Integration test queries

import { createTestClient } from 'apollo-server-testing';
import { ApolloServer } from 'apollo-server';

describe('GraphQL API', () => {
  it('fetches user with orders', async () => {
    const server = new ApolloServer({
      typeDefs,
      resolvers,
      context: () => ({ user: { id: '1' }, loaders: createLoaders() }),
    });

    const { query } = createTestClient(server);

    const GET_USER = gql`
      query GetUser($id: ID!) {
        user(id: $id) {
          id
          displayName
          orders(first: 5) {
            edges {
              node {
                id
              }
            }
          }
        }
      }
    `;

    const res = await query({
      query: GET_USER,
      variables: { id: '1' },
    });

    expect(res.errors).toBeUndefined();
    expect(res.data.user.id).toBe('1');
  });
});

Test coverage priorities

  1. Authorization checks on sensitive fields
  2. N+1 query detection (monitor query counts in tests)
  3. Error handling (validation, business logic)
  4. Pagination edge cases (empty lists, boundaries)
  5. Subscription lifecycle (connect, update, disconnect)

Team checklist

  1. Follow naming conventions: PascalCase types, camelCase fields
  2. Use non-null deliberately; prefer nullable by default
  3. Use Input types for mutations
  4. Return payload types with errors for mutations
  5. Implement DataLoader to prevent N+1 queries
  6. Use connections for pagination (Relay spec)
  7. Check authorization at field level
  8. Limit query depth and complexity
  9. Document every type, field, and argument
  10. Use @deprecated for evolution, not versioning in URL
  11. Enable introspection in dev; disable in production
  12. Test resolvers, authorization, and N+1 prevention
  13. Monitor query performance and complexity in production
  14. Use schema registry to track changes

Further reading

Official Resources

Tools & Libraries

Articles & Guides

Key takeaways

  1. Schema is contract — Design for evolution with nullable defaults, deprecation, and rich documentation.

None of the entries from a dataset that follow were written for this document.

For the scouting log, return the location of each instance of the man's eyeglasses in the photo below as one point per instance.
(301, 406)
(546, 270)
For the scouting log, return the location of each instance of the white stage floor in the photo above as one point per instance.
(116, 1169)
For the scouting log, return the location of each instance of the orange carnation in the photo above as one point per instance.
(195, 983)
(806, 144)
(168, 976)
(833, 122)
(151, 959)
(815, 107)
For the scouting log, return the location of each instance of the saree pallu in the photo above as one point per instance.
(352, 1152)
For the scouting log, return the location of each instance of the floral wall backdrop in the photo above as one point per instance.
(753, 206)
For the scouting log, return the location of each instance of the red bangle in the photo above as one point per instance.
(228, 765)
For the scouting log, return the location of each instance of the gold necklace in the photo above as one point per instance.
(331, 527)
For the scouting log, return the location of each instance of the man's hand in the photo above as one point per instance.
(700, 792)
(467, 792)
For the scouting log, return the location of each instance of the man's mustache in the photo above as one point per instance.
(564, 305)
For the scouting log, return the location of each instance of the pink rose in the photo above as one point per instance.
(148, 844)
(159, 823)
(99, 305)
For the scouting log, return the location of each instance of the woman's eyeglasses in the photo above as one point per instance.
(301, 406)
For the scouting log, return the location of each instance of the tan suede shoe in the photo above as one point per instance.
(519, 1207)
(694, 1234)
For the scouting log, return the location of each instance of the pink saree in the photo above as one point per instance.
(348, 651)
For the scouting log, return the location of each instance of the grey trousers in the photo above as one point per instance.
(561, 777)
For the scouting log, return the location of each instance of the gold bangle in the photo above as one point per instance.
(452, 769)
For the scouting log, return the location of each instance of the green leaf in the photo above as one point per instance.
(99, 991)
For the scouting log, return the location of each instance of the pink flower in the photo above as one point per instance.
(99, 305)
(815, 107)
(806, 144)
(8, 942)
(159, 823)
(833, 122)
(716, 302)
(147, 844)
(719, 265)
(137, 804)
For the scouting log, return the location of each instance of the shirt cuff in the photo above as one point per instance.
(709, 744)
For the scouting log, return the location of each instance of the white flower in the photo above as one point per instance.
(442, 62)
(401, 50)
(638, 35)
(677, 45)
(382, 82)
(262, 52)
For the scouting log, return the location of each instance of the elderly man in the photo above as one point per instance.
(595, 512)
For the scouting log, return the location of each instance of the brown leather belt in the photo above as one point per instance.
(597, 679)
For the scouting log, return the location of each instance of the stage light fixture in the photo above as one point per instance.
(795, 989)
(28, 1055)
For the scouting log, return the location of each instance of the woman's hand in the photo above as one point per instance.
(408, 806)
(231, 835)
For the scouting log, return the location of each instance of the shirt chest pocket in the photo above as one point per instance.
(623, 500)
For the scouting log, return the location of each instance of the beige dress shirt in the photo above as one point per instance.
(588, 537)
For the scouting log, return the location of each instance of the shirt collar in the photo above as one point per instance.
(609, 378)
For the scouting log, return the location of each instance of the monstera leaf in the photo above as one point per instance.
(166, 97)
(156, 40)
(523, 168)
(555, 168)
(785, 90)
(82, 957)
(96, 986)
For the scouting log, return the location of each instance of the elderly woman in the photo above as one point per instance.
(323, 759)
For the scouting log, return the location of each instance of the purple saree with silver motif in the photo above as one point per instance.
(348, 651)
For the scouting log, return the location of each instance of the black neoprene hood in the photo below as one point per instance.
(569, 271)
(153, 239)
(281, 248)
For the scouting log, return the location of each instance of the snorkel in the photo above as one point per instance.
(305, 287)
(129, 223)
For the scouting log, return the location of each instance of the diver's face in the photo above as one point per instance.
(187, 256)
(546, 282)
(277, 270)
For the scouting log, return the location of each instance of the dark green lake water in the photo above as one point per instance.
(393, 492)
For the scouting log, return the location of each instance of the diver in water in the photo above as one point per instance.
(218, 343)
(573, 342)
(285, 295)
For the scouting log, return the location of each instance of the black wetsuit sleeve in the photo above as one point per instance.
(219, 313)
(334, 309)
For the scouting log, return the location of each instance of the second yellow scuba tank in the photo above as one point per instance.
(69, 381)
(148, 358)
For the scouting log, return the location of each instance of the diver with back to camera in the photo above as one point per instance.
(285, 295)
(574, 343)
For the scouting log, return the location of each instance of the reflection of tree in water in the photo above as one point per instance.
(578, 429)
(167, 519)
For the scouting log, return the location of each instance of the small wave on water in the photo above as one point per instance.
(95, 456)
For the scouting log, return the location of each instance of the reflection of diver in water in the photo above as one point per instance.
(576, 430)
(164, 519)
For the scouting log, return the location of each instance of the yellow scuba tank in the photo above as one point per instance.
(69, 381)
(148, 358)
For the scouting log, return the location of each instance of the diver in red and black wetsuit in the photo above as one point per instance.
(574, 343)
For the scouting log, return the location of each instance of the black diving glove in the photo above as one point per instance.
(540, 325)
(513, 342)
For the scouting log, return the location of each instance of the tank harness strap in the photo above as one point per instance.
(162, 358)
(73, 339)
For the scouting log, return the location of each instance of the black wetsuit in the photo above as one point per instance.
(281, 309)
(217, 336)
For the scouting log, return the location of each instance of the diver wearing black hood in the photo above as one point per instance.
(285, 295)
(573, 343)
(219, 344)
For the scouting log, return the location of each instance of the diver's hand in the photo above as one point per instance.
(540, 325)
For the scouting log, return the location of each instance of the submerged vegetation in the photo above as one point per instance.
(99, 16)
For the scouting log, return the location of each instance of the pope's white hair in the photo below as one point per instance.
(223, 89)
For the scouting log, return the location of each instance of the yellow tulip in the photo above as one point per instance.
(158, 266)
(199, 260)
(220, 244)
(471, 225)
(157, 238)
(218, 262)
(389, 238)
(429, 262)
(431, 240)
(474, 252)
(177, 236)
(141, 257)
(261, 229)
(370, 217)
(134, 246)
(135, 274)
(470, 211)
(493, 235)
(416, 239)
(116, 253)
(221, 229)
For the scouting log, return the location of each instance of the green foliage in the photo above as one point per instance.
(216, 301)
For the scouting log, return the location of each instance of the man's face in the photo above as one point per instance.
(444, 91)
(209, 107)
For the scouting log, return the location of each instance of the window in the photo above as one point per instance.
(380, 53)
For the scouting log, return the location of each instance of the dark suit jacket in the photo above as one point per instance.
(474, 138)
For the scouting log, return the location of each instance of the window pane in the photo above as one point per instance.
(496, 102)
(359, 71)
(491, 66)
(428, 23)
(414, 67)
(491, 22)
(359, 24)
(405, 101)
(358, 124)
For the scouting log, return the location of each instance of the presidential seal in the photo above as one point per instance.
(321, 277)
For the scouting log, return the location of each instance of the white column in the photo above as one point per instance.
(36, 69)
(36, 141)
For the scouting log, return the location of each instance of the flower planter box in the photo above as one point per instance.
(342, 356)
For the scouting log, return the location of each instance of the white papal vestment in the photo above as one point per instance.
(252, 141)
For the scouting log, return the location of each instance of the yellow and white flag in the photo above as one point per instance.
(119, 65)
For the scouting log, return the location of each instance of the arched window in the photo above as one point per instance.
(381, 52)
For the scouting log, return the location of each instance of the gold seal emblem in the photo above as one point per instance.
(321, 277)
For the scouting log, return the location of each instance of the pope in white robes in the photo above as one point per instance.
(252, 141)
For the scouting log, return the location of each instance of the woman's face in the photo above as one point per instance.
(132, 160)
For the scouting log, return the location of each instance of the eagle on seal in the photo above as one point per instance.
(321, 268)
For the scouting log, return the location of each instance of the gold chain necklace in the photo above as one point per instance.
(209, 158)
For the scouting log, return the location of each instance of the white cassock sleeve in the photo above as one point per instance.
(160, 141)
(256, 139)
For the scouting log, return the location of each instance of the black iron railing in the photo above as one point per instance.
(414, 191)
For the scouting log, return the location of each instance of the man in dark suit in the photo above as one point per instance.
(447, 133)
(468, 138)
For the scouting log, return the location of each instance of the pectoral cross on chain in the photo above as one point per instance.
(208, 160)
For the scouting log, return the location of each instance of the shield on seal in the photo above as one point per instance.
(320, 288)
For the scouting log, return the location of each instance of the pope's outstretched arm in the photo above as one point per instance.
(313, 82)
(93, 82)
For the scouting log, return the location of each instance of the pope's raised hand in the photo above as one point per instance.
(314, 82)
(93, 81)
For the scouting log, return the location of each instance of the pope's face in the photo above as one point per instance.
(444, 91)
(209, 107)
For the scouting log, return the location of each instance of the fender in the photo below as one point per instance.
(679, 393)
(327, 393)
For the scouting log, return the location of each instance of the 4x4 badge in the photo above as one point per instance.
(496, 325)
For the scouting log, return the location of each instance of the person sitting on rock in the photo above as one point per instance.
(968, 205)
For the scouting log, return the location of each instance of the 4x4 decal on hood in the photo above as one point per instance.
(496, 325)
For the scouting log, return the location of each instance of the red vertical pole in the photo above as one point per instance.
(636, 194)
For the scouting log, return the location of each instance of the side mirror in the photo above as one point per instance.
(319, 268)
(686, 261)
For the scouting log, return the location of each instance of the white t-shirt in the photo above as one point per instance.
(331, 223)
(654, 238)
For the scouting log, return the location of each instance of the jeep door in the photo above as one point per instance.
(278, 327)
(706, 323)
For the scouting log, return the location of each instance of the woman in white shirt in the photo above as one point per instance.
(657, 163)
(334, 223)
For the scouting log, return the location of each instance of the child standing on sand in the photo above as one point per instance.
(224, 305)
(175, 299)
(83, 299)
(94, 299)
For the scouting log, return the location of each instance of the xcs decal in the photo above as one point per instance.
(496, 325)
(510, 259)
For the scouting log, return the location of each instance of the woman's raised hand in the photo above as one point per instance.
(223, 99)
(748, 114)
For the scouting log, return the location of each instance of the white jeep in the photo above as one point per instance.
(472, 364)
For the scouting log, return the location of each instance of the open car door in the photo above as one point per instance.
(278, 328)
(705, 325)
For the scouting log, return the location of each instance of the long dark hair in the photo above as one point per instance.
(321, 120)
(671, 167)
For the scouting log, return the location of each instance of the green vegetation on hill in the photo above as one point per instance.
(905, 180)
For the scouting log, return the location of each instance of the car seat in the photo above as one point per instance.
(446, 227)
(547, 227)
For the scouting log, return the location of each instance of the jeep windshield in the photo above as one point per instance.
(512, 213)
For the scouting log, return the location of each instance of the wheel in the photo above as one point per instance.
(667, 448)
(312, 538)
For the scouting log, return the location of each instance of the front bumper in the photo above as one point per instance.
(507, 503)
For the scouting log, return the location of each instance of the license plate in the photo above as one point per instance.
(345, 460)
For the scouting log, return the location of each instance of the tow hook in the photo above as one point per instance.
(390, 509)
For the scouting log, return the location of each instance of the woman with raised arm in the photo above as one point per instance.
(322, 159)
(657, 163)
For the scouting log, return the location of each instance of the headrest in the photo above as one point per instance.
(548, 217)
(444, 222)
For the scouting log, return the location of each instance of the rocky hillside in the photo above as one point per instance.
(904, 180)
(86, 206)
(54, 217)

  2. Solve N+1 early — DataLoader is non-negotiable for production; batch and cache all data access.

  3. Use connections for pagination — Relay-style edges/nodes/PageInfo is verbose but robust.

  4. Layer authorization — Check permissions in resolvers or directives; never trust client queries.

  5. Limit query complexity — Malicious clients can craft expensive queries; defend with depth and complexity limits.

  6. Two error channels — Use top-level GraphQL errors for system failures; use payload errors for validation/business logic.

  7. Cache thoughtfully — HTTP caching for public queries, DataLoader for per-request, Redis for application-level.

  8. Document everything — GraphQL is self-documenting; use descriptions generously.

  9. Test authorization — Every sensitive field needs an authorization test.

  10. Evolve, don't version — Add fields, deprecate old ones; avoid /v1/graphql and /v2/graphql.

Remember: GraphQL gives clients power; your job is to make that power safe, fast, and delightful.